Capturing errors for later review

To Nha Notes | Aug. 28, 2021, 9:56 a.m.

One of the popular tools that gives a great error tracking experience is Sentry. It is a battle-tested service for tracking exceptions and collecting crash reports. It is available as open source, written in Python, and originated as a tool for backend Python developers. Now, it has outgrown its initial ambitions and has support for many more languages, including PHP, Ruby, and JavaScript, Go, Java, C, C++, and Kotlin. It still remains one of the most popular error tracking tools for many Python web developers.

Sentry is available as a paid software-as-a-service model, but it is also an open-source project, so it can be hosted for free on your own infrastructure. The library that provides integration with Sentry is sentry-sdk (available on PyPI). If you haven't worked with it yet and want to test it without having to run your own Sentry server, then you can easily sign up for a free trial at the Sentry service site. Once you have access to a Sentry server and have created a new project, you will obtain a string called a Data Source Name (DSN) string. This DSN string is the minimal configuration setting needed to integrate your application with Sentry. It contains the protocol, credentials, server location, and your organization/project identifier in the following format:

'{PROTOCOL}://{PUBLIC_KEY}:{SECRET_KEY}@{HOST}/{PATH}{PROJECT_ID}'

Once you have your DSN, the integration is pretty straightforward, as shown in the following code:

import sentry_sdk
sentry_sdk.init(
    dsn='https://<key>:<secret>@app.getsentry.com/<project>'
)

From now on, every unhandled exception in your code will be automatically delivered to the Sentry server using the Sentry API. The Sentry SDK uses the HTTP protocol and delivers errors as compressed JSON messages over a secure HTTP connection (HTTPS). By default, messages are sent asynchronously from a separate thread to limit the impact on application performance. Error messages can then be later reviewed in the Sentry portal.

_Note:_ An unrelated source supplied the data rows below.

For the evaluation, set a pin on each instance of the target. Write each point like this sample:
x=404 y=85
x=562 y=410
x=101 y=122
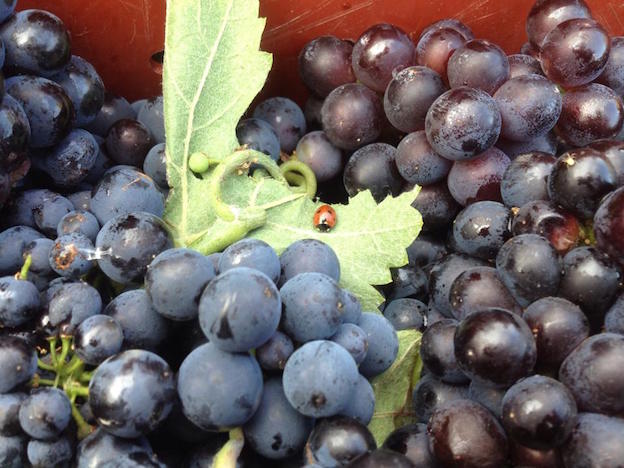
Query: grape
x=592 y=374
x=522 y=64
x=259 y=135
x=478 y=64
x=462 y=123
x=430 y=393
x=19 y=301
x=97 y=338
x=436 y=46
x=152 y=116
x=465 y=431
x=546 y=15
x=478 y=179
x=84 y=87
x=413 y=442
x=287 y=119
x=311 y=306
x=36 y=41
x=579 y=179
x=613 y=73
x=45 y=413
x=72 y=303
x=130 y=242
x=315 y=150
x=175 y=280
x=437 y=352
x=308 y=255
x=131 y=393
x=529 y=266
x=113 y=109
x=82 y=222
x=325 y=64
x=352 y=116
x=495 y=346
x=122 y=190
x=596 y=441
x=274 y=353
x=276 y=430
x=436 y=205
x=406 y=313
x=9 y=413
x=530 y=106
x=539 y=412
x=380 y=51
x=558 y=326
x=219 y=389
x=353 y=339
x=42 y=454
x=477 y=289
x=240 y=309
x=525 y=179
x=575 y=52
x=418 y=163
x=339 y=440
x=252 y=253
x=70 y=255
x=373 y=168
x=155 y=165
x=409 y=95
x=608 y=224
x=49 y=110
x=142 y=326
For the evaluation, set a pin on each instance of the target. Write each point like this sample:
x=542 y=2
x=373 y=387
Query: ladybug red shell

Error capture happens automatically on every unhandled exception, but you can also explicitly capture exceptions as in the following example:

try:
    1 / 0
except Exception as e:
    sentry_sdk.capture_exception(e)

The Sentry SDK has numerous integrations with the most popular Python frameworks, such as Django, Flask, Celery, and Pyramid.

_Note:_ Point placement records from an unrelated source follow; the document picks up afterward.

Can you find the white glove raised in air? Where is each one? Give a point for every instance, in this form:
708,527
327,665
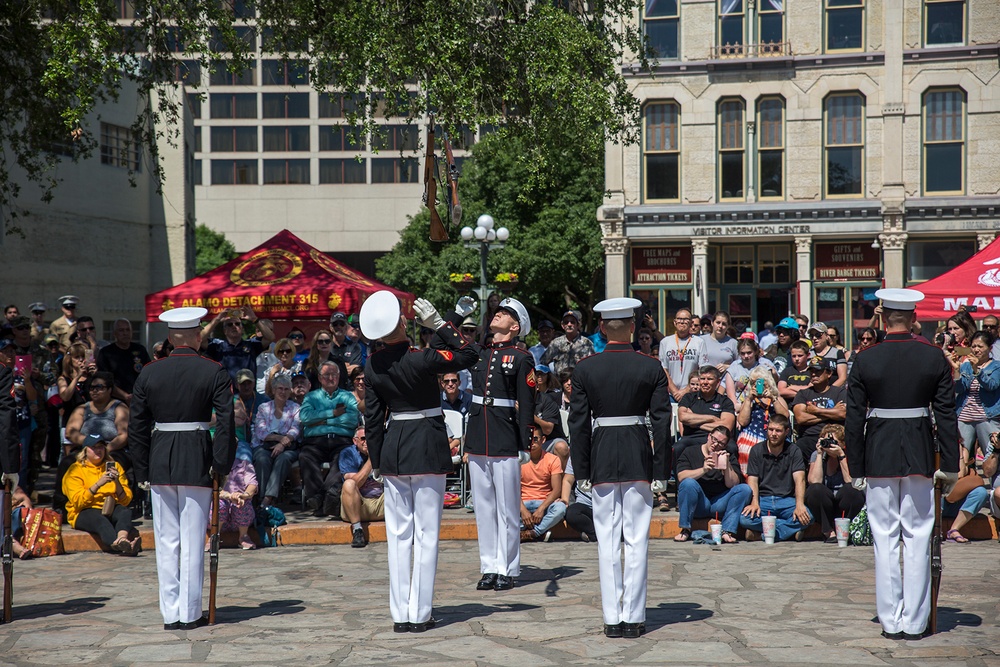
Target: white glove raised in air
427,314
948,480
11,477
465,306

The other notable integration is the ability to track messages logged through Python's built-in logging module. Enabling such support requires only the following few additional lines of code:

import logging
import sentry_sdk
from sentry_sdk.integrations.logging import LoggingIntegration
sentry_logging = LoggingIntegration( 
    level=logging.INFO,
    event_level=logging.ERROR,
)
sentry_sdk.init(
    dsn='https://<key>:<secret>@app.getsentry.com/<project>',
    integrations=[sentry_logging],
)

There is, of course, no "build versus buy" dilemma if security policies in your organization deny sending any data to third parties. If so, just host Sentry or similar software on your own infrastructure. There are costs, of course, but they are ones that are definitely worth paying.